CD: Heartbreakers (1984)

February 15, 2016 | By

Heartbreakers_CDScore: Very Good

LabelSilva Screen

Released:  1995

Tracks / Album Length: 11 tracks / (38:17)

Composer: Tangerine Dream

Special Notes:  n/a

 


 

Review:

Composed at the head of the band’s busiest film scoring period (roughly 1983-1990), Heartbreakers is also a rare drama for a group known largely for their work in sci-fi and horror. Bobby Roth’s clear characters enabled TD to draw neatly organized themes and variations: artist Blue (Peter Coyote) and best friend Eli (Nick Mancuso), a pair of womanizers who show their machismo through competitive dating, wooing, and threesomes.

Much of the score is rhythm based with tracks starting off with a propulsive beat, and being a 1984 composition, one can hear specific ‘classic’ synth sounds that would gradually vanish as the band replaced older gear with new toys, experimenting with upgraded sounds (and as they got busier, sometimes rehashing certain pieces to presumably meet tight deadlines).

Heartbreakers feels more cohesive because the kinetics in each cue are meant to accentuate action or throbbing sensuality, although the score has its share of small, tender pieces. The title track offers a loose version of the main theme with synth woodwinds, keyboards, and assorted backbeats, and a gradual introduction of the main chords that’ll dominate the score, while “Footbridge to Heaven” provides a lush albeit slowed down variation.

“Rain in N.Y. City” is a bluesy variation of the album’s first propulsive track, taking the main underpinnings and distilling percussion into light taps, with synth strings and soft tones. “Breathing the Night Away” reduces the same theme to solo keyboard, which is performed with special tenderness and warmth. Blues – perhaps a conscious tie-in to lead character Blue – also figure in “Pastime,” where the melodic line is supported by electric guitar and keyboards, and supports a short scene where Liliane’s after work ‘dancing’ is interrupted by one of the boys.

The first rhythmic punch comes in the aforementioned “Twilight Painter,” which underscores the interplay between Blue, who paints pinups; Eli, the suited executive who spends time exercising, drinking, and watching his friend woo women; and Liliane, the athletic temptress who does aerobics at the health club and at the art gallery when her boss and clients have left for the day.

 The rhythms are very redolent of TD’s Flashpoint (1983), especially the flanging hits layered over heavy bass beats, whereas “Gemini” matches a steady rock beat with large swatches of singed tones similar to Thief (1981). While the latter cue underscore’s the film’s opening squash game, it’s also a fine example of TD’s total grasp of shaping notes and chords into living sounds, as few notes remain steady; most seem to burn up or dissolve as another mass of tones swirls inward, almost exhausting the listener while matching the almost spent Eli and Blue as they indulge is a heavy squash duel.

Also of note is “The Loser,” which features heavy synth electric guitar and a harmonic structure similar to The Keep (1983), and the album’s longerst track, the 5 minute “Desire,” in which TD makes greater use of a synth wooden flute where notes are declared like bird calls before sequenced rhythms ease in, plus a return to some of the harsh, metallic tones.

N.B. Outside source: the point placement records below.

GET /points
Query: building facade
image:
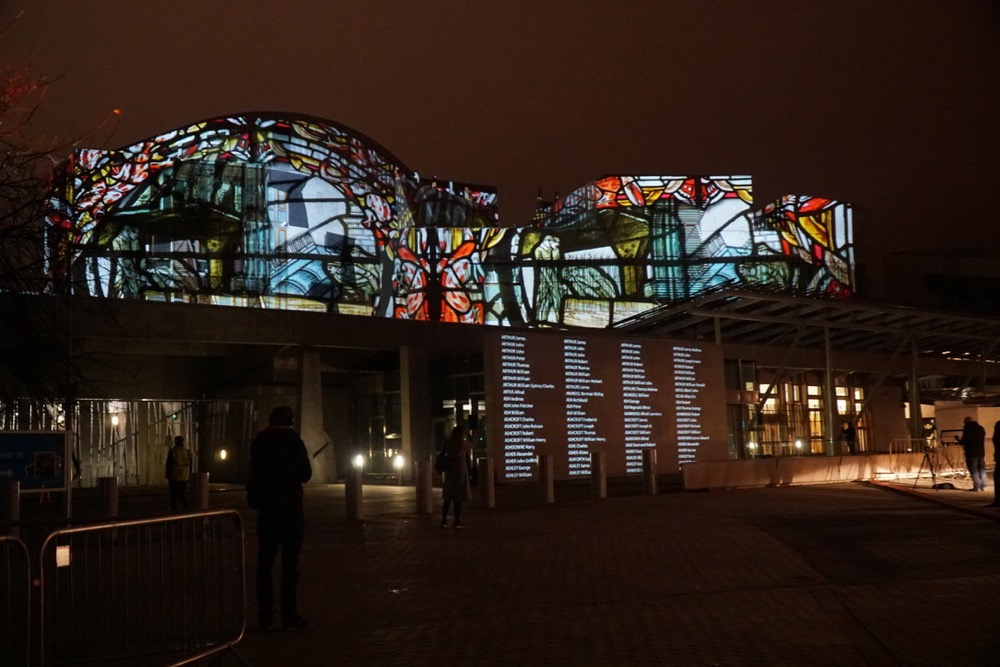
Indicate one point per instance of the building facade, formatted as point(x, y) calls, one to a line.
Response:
point(561, 350)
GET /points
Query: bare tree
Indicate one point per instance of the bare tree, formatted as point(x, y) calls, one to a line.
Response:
point(35, 354)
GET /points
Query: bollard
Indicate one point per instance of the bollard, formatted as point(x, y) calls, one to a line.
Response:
point(355, 497)
point(425, 485)
point(107, 491)
point(487, 485)
point(201, 492)
point(649, 471)
point(10, 506)
point(598, 475)
point(546, 482)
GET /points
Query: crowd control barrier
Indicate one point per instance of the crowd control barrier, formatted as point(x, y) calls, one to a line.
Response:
point(15, 602)
point(160, 591)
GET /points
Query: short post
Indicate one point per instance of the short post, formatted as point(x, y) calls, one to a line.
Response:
point(201, 492)
point(10, 506)
point(487, 485)
point(598, 475)
point(425, 485)
point(355, 500)
point(107, 491)
point(545, 478)
point(649, 471)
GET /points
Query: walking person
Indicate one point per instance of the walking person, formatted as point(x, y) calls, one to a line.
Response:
point(850, 437)
point(456, 487)
point(279, 466)
point(178, 471)
point(973, 441)
point(996, 460)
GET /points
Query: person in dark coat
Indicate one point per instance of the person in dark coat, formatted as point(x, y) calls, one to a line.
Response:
point(457, 487)
point(178, 471)
point(996, 460)
point(973, 441)
point(279, 466)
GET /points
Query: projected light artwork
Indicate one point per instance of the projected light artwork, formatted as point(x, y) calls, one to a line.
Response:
point(299, 213)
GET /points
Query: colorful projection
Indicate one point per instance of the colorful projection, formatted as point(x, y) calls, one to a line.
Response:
point(299, 213)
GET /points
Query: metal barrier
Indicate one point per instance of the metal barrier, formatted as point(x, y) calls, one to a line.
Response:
point(15, 602)
point(161, 591)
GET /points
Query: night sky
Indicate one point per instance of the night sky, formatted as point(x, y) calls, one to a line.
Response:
point(890, 105)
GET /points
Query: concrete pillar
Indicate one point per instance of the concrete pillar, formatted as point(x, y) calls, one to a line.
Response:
point(309, 418)
point(649, 471)
point(487, 485)
point(415, 398)
point(10, 506)
point(598, 474)
point(355, 497)
point(425, 485)
point(201, 491)
point(107, 493)
point(546, 478)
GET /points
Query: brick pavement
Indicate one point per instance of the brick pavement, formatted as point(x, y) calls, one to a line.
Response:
point(846, 574)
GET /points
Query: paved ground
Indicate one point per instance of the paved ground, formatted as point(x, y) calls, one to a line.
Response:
point(845, 574)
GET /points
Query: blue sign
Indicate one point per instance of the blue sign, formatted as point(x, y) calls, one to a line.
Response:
point(36, 459)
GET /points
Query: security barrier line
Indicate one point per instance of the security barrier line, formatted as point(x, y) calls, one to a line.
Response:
point(155, 591)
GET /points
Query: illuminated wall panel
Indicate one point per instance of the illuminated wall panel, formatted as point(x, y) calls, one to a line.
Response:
point(568, 395)
point(299, 213)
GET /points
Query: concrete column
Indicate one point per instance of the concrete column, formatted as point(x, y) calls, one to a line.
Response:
point(354, 498)
point(649, 471)
point(414, 380)
point(425, 485)
point(598, 474)
point(546, 481)
point(107, 493)
point(487, 485)
point(10, 506)
point(309, 418)
point(200, 491)
point(831, 427)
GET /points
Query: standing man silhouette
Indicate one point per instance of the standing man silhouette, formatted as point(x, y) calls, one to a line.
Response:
point(179, 462)
point(279, 466)
point(996, 459)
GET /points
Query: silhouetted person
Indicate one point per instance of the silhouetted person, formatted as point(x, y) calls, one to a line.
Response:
point(850, 437)
point(456, 487)
point(973, 441)
point(996, 459)
point(178, 469)
point(279, 466)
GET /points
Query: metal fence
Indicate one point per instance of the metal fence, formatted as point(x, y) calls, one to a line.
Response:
point(15, 602)
point(161, 591)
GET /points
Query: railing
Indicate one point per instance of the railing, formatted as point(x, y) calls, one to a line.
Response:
point(15, 602)
point(161, 591)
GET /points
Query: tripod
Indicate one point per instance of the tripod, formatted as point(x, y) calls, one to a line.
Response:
point(932, 456)
point(929, 462)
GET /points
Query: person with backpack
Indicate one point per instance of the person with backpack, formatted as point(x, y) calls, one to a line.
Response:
point(456, 487)
point(973, 441)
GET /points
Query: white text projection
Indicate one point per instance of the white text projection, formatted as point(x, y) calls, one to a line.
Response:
point(569, 396)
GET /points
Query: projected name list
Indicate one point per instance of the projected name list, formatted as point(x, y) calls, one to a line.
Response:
point(522, 432)
point(569, 396)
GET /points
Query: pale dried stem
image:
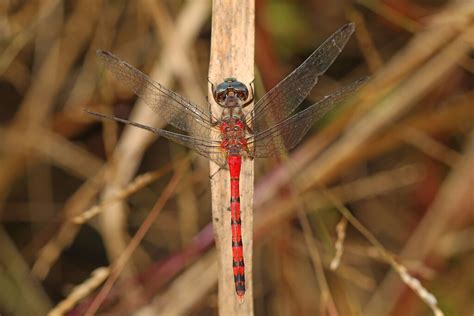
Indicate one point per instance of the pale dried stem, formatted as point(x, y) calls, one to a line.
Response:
point(134, 141)
point(430, 146)
point(134, 186)
point(39, 100)
point(410, 91)
point(203, 277)
point(119, 265)
point(79, 201)
point(98, 276)
point(327, 302)
point(453, 197)
point(232, 55)
point(409, 280)
point(374, 185)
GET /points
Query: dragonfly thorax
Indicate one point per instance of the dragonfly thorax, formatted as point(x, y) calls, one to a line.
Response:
point(233, 136)
point(230, 93)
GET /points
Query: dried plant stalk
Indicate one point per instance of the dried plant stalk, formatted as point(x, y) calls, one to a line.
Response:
point(232, 55)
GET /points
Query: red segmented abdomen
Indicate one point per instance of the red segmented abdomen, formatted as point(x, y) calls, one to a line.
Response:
point(238, 266)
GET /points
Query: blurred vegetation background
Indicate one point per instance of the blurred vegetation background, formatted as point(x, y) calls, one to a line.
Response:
point(399, 157)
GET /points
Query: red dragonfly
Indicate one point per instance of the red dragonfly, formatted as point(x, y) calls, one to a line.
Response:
point(267, 130)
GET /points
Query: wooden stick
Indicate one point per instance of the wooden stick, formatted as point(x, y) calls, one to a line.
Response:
point(232, 55)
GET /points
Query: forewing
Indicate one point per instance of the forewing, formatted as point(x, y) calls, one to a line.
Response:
point(285, 97)
point(208, 148)
point(170, 106)
point(285, 135)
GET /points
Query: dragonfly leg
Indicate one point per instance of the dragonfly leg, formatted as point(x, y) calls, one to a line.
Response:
point(212, 175)
point(251, 96)
point(212, 91)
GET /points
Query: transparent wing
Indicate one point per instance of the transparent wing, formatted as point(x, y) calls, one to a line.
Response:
point(206, 147)
point(285, 97)
point(285, 135)
point(171, 107)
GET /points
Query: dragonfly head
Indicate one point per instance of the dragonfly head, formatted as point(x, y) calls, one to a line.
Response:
point(229, 92)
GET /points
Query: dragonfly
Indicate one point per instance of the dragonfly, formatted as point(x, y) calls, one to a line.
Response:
point(269, 129)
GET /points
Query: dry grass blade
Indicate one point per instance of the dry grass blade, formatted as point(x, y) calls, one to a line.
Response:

The album’s second-last cue, “Thorny Affair,” consists of a bass-heavy, dance-styled piece with backbeats, electric bass, and wavering keyboards. The interplay between heavy percussion and revolving electronic taps also foreshadows later work, including the (non-film) album Optical Race (1988) with sounds more evocative of fixed revolving notes and computerized order than the swirling, layered sounds from overtly seventies analogue gear.

The end track “Daybreak” is a piece about closing the chapter of an aimless life, and heading with a little angst towards the unknown and unpredictable world of adulthood, which TD emphasizes with a lofty rhythm and darker, minor chord change. Novel to the cue is the use of human breaths which separately ‘whoosh’ in each channel.

Heartbreakers was released in Germany on LP by Virgin, and more than a decade later on CD via Silva Screen.